Porter still plans to continue throwing batting practice as manager with Houston, and he threw it to the first hitting group prior to his Grapefruit League managerial debut on Saturday.
"I love throwing batting practice," he said. "I love hitting fungos. It gives you an opportunity to evaluate. You can find out a lot throwing batting practice to a guy and hitting ground balls. I told our entire staff, 'I will not do anything differently than when I was a coach.' I will have the same responsibilities. I'm in this thing just like they are."
Porter was eager for games to finally get under way, but he said his first game as manager didn't carry any significance for him.
"I think I'm more excited for the players," he said. "They worked extremely hard this offseason, they worked hard in Spring Training and we get a chance to go out and play against an opponent."
Greene first to hit first in Astros' spring opener
CLEARWATER, Fla. -- The first lineup of the season had Tyler Greene hitting leadoff for the Astros on Saturday, and it's a good bet whoever wins the starting shortstop job -- Greene or switch-hitting Marwin Gonzalez -- will be the team's leadoff hitter.
Greene has hit leadoff only 23 times in his brief Major League career, and he's not your prototypical leadoff hitter.

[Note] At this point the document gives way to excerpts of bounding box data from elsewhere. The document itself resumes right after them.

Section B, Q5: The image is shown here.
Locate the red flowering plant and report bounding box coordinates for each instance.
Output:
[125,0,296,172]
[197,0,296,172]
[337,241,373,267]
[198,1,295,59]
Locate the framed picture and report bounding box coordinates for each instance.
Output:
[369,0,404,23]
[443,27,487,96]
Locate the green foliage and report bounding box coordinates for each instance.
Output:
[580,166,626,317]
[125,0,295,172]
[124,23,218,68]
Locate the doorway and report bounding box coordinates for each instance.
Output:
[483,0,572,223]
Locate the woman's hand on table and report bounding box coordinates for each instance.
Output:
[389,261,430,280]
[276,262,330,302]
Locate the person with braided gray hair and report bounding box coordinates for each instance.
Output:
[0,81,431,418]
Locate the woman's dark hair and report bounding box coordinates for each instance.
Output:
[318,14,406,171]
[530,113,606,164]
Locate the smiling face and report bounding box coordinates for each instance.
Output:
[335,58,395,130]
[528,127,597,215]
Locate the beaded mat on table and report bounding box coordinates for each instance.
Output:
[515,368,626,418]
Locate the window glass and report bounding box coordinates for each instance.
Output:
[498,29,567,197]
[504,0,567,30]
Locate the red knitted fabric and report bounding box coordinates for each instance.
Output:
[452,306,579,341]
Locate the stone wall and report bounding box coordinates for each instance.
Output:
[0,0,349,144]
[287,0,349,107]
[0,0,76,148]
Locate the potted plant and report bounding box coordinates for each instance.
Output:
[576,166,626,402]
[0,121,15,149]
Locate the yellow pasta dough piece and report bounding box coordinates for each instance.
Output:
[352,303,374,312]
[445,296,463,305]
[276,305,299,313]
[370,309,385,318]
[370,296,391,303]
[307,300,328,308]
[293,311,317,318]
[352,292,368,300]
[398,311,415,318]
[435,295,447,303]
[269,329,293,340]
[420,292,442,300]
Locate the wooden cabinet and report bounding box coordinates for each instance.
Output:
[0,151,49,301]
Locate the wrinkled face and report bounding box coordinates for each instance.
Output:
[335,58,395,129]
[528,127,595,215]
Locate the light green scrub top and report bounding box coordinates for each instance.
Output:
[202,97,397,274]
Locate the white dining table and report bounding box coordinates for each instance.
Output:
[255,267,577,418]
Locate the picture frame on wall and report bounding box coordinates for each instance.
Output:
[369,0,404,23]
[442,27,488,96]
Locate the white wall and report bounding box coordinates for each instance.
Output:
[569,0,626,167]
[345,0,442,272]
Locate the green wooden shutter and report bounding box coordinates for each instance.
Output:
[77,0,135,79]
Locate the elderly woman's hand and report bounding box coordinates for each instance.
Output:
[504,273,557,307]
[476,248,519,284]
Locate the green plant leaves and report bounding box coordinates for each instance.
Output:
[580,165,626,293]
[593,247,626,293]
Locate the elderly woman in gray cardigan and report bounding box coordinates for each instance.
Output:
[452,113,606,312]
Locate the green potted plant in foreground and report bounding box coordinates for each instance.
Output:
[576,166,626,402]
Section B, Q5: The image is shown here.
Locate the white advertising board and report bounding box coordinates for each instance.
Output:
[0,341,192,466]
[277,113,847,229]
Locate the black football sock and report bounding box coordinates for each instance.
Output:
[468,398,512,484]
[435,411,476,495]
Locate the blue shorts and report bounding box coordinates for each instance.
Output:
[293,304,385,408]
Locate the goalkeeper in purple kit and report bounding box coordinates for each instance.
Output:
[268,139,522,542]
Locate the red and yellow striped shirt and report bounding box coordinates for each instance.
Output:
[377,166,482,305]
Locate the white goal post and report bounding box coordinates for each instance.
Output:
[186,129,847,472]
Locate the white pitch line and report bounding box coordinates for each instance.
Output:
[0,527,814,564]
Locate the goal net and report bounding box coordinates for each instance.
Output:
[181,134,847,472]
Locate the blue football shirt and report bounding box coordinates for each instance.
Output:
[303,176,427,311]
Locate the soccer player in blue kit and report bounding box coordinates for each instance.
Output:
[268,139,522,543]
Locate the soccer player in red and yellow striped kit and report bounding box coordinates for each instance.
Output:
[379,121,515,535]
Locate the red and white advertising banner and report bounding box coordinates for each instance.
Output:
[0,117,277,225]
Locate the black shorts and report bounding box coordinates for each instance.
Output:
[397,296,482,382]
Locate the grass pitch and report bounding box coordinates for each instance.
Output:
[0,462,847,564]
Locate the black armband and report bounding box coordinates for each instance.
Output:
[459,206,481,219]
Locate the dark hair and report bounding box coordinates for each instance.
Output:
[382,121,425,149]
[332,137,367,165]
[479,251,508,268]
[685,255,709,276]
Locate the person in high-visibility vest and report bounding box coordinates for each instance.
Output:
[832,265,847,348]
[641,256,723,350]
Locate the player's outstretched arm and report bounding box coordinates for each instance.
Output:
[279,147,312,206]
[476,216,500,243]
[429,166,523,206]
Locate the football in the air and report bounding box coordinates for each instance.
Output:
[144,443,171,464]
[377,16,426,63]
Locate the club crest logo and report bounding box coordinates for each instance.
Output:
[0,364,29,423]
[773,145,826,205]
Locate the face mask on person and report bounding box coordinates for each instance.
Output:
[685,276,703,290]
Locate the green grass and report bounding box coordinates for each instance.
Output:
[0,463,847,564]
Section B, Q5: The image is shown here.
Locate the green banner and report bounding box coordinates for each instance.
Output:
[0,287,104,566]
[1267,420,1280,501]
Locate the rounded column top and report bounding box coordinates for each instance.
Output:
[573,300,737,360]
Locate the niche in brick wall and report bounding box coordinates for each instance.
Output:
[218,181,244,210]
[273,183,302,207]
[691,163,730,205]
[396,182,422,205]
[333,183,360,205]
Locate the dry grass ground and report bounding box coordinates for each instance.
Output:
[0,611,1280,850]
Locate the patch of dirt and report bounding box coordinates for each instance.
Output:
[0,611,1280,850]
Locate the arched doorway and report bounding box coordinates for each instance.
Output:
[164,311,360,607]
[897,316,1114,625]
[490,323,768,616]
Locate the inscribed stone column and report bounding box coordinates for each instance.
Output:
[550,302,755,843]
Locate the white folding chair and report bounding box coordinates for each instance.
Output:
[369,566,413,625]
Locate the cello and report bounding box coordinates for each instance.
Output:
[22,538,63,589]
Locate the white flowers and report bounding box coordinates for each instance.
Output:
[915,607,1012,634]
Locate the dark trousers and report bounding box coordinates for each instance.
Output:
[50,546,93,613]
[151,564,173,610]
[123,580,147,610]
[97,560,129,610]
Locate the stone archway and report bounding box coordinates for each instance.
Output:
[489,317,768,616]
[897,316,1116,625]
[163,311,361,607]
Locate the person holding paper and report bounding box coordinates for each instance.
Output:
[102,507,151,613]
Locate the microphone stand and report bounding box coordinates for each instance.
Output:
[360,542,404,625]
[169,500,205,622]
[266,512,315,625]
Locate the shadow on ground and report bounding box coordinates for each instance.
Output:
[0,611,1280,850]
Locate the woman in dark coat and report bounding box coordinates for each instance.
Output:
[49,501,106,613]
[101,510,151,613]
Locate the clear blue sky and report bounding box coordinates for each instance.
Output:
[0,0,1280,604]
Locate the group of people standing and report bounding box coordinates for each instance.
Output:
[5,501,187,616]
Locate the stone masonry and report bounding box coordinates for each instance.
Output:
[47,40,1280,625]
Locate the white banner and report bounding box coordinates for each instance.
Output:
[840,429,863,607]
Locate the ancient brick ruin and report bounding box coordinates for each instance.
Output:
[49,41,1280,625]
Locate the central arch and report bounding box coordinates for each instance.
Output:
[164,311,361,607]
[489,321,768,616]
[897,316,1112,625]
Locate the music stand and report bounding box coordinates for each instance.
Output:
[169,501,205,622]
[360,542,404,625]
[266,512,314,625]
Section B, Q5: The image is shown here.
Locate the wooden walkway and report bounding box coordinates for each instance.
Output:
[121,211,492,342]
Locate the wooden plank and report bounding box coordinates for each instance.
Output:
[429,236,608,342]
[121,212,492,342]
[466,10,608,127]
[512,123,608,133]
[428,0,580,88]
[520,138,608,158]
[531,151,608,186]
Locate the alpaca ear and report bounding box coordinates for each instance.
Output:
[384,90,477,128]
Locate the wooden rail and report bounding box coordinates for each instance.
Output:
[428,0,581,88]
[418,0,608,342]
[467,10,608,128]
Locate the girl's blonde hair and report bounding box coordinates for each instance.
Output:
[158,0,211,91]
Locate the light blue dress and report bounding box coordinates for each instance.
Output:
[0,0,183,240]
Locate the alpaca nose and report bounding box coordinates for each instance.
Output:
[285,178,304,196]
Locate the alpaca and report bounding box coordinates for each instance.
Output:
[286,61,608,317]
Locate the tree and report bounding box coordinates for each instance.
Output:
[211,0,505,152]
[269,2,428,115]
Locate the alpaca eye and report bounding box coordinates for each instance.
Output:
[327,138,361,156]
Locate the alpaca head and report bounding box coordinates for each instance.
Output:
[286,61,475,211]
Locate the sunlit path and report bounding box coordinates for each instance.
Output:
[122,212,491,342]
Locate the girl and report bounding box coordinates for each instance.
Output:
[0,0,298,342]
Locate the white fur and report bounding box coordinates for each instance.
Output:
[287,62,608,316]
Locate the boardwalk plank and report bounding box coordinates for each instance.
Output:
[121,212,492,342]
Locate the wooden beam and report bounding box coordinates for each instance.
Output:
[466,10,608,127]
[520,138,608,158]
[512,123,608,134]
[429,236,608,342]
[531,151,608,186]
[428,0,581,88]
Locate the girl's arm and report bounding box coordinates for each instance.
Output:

Still, he has some speed and more pop than you'd normally find in a No. 1 hitter.
"The No. 1 and No. 2 spots have always been where I've been coming up through the Minor Leagues, so it's something I'm used to," he said. "I love being at the top because you set the tone and can get on base for the big guys to drive you in, and it really allows me to use my speed and steal some bags."
An advantage to hitting first on an American League club is you won't usually be following the pitcher in the lineup.
"The pitcher kind of throws wrinkles into the order of things a little bit," he said. "Now it's just go out and play and have a productive at-bat."
• Porter will stay in Kissimmee for the team's split-squad game Tuesday against the Tigers, with bench coach Eduardo Perez heading to Port Charlotte for the other game against the Rays.
• The Astros have received permission from Major League Baseball to wear their blue batting jerseys with the rainbow under the arms for Sunday games and other selected games. They were originally only going to be used for batting practice and Spring Training games, but the team likes the look so much it will wear them in regular-season games.
• Former Astros general manager Ed Wade, who was responsible for adding several of the team's current top prospects while he was GM in Houston, was in Clearwater on Saturday. He's a scout for the Phillies, a team for which he was the general manager prior to coming to Houston.